Eglises d'Asie

Lahore : l’Église pakistanaise appelle l’éducation nationale à défendre les droits des minorités

Publié le 24/03/2021




Le 20 mars, la Commission nationale Justice et Paix (NCJP) de la Conférence épiscopale pakistanaise et le Centre pour la Justice Sociale (CJS) de Lahore ont organisé un point presse afin d’inviter le gouvernement à prendre en compte les positions des minorités dans l’élaboration de la nouvelle politique d’éducation nationale (NEP 2021). Les participants ont demandé une politique inclusive et transparente et une augmentation du budget de l’éducation nationale pakistanaise. Les dépenses du gouvernement consacrées à l’éducation sont estimées à 2,3 % du PIB pour l’année 2019-2020.

Peter Jacob (à droite), du Centre pour la Justice Sociale, le 20 mars à Lahore lors d’un point presse sur la nouvelle politique d’éducation nationale pakistanaise (NEP 2021).

Les responsables de l’éducation catholique au Pakistan, dans un pays majoritairement musulman, demandent aux autorités une meilleure représentation de toutes les religions dans les manuels scolaires, alors que le gouvernement finalise une nouvelle politique pour l’éducation nationale. « Le processus de consultation de la nouvelle politique d’éducation nationale [NEP] doit prendre en compte les points de vue de tous les acteurs, y compris des groupes vulnérables comme les minorités religieuses », souligne Kashif Aslam, directeur adjoint au sein de la Commission nationale Justice et Paix (NCJP) de la Conférence épiscopale pakistanaise. « Nous rejetons la vision actuelle, trop étroite, et nous demandons une éducation nationale modérée qui soutient l’éducation civique et éthique et qui développe l’esprit critique, selon les normes internationales », a déclaré Kashif Aslam, le 20 mars lors d’un point presse organisé par le Centre pour la Justice Sociale (CJS), en présence d’éducateurs de Lahore. Les participants au point presse ont également demandé au gouvernement une politique inclusive et transparente, et une augmentation du budget de l’éducation nationale pakistanaise. Les dépenses du gouvernement consacrées à l’éducation sont estimées à 2,3 % du PIB, pour l’année 2019-2020.

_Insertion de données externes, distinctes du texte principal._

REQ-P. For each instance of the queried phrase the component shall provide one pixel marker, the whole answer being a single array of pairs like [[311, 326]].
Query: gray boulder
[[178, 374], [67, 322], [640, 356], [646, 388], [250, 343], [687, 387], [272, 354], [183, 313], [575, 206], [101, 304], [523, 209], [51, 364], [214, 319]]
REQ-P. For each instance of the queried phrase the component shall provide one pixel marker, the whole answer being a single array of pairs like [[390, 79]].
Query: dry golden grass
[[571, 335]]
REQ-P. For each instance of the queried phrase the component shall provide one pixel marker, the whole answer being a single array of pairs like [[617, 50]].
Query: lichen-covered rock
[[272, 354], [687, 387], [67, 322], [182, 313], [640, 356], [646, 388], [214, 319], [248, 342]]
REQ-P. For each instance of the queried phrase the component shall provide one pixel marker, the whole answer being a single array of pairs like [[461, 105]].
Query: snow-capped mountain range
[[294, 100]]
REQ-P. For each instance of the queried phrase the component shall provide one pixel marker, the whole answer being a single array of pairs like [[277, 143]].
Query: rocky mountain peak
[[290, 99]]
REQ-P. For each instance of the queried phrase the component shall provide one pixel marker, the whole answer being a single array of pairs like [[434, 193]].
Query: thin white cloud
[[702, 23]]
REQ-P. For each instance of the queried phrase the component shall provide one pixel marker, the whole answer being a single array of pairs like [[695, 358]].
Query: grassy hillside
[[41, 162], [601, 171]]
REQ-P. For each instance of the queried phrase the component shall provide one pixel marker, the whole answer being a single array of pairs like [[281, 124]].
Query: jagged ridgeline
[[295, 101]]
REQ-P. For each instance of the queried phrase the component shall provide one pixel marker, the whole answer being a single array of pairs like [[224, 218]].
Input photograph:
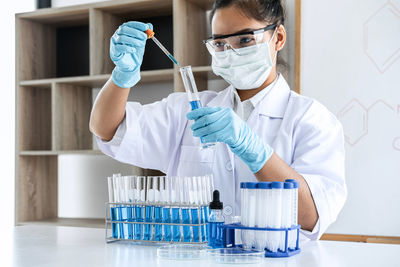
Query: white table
[[72, 246]]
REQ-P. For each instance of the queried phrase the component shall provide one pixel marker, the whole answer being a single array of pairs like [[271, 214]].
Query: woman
[[265, 131]]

Aliénation des minorités au sein de l’éducation pakistanaise

En décembre 2020, le ministère fédéral de l’Éducation et de la Formation professionnelle a demandé à des experts des secteurs privés et publics de l’éducation nationale pakistanaise de contribuer au développement de la nouvelle politique NEP 2021. Le processus de trois mois devait prendre fin le 23 mars. Selon la politique NEP actuelle, qui remonte à 2017, l’illettrisme au Pakistan est davantage présent parmi les minorités ethniques, linguistiques et religieuses, ainsi que chez les ouvriers, les détenus et les personnes handicapées. La politique de 2017 donnait notamment la priorité à la lutte contre l’illettrisme chez les femmes, parmi les minorités et dans les régions reculées du pays. Toutefois, l’Église locale affirme régulièrement que les autorités négligent souvent ces politiques. Les responsables catholiques dénoncent également des contenus haineux au sein du programme scolaire pakistanais, avec une priorité donnée l’islam et des préjugés contre les non musulmans.

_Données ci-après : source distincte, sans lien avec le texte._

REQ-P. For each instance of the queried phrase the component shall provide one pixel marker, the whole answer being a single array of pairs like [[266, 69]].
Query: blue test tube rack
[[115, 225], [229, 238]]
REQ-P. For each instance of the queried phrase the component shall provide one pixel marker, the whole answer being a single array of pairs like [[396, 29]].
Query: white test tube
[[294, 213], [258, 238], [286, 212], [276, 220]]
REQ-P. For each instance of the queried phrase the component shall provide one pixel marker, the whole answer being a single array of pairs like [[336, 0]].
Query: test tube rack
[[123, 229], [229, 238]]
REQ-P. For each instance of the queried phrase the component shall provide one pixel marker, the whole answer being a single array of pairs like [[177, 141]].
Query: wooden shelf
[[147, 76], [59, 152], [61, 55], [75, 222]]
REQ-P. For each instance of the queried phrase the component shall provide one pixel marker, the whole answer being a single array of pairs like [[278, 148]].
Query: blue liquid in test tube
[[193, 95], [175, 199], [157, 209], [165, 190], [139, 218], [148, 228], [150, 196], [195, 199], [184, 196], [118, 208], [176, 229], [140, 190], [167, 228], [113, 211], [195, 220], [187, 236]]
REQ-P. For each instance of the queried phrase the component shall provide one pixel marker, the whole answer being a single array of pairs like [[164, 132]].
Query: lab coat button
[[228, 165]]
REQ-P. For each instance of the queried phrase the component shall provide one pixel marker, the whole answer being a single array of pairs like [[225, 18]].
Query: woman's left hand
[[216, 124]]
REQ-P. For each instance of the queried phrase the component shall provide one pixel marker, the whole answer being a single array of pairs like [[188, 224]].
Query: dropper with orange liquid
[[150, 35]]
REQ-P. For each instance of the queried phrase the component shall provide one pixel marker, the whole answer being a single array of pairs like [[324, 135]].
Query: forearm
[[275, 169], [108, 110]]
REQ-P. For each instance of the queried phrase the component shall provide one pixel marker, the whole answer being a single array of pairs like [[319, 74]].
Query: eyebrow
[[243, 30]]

Plusieurs responsables chrétiens affirment que la nouvelle politique soutient un programme national unique, qui doit être appliqué en août 2021. Le nouveau programme comprend notamment la lecture intégrale du coran dès l’école primaire, l’apprentissage des prières islamiques et de certains hadiths. « Nous sommes surtout inquiets à propos des élèves musulmans qui ne pourront pratiquement étudier rien d’autre que l’islam. Ils seront surchargés de travail avec encore plus de contenu religieux », estime Peter Jacob, directeur du Centre pour la Justice Sociale. « Les décideurs suggèrent que les élèves non musulmans ne participent pas à ces cours, ou ils leur proposent de répondre à des questions différentes lors des examens. Mais que ce soit l’un ou l’autre, cela ne fera que renforcer un sentiment d’aliénation parmi les élèves issus des minorités. » Le mois dernier, les autorités de la province pakistanaise du Pendjab ont retiré une image jugée raciste et offensante envers la minorité chrétienne, dans un manuel scolaire de primaire en langue ourdoue.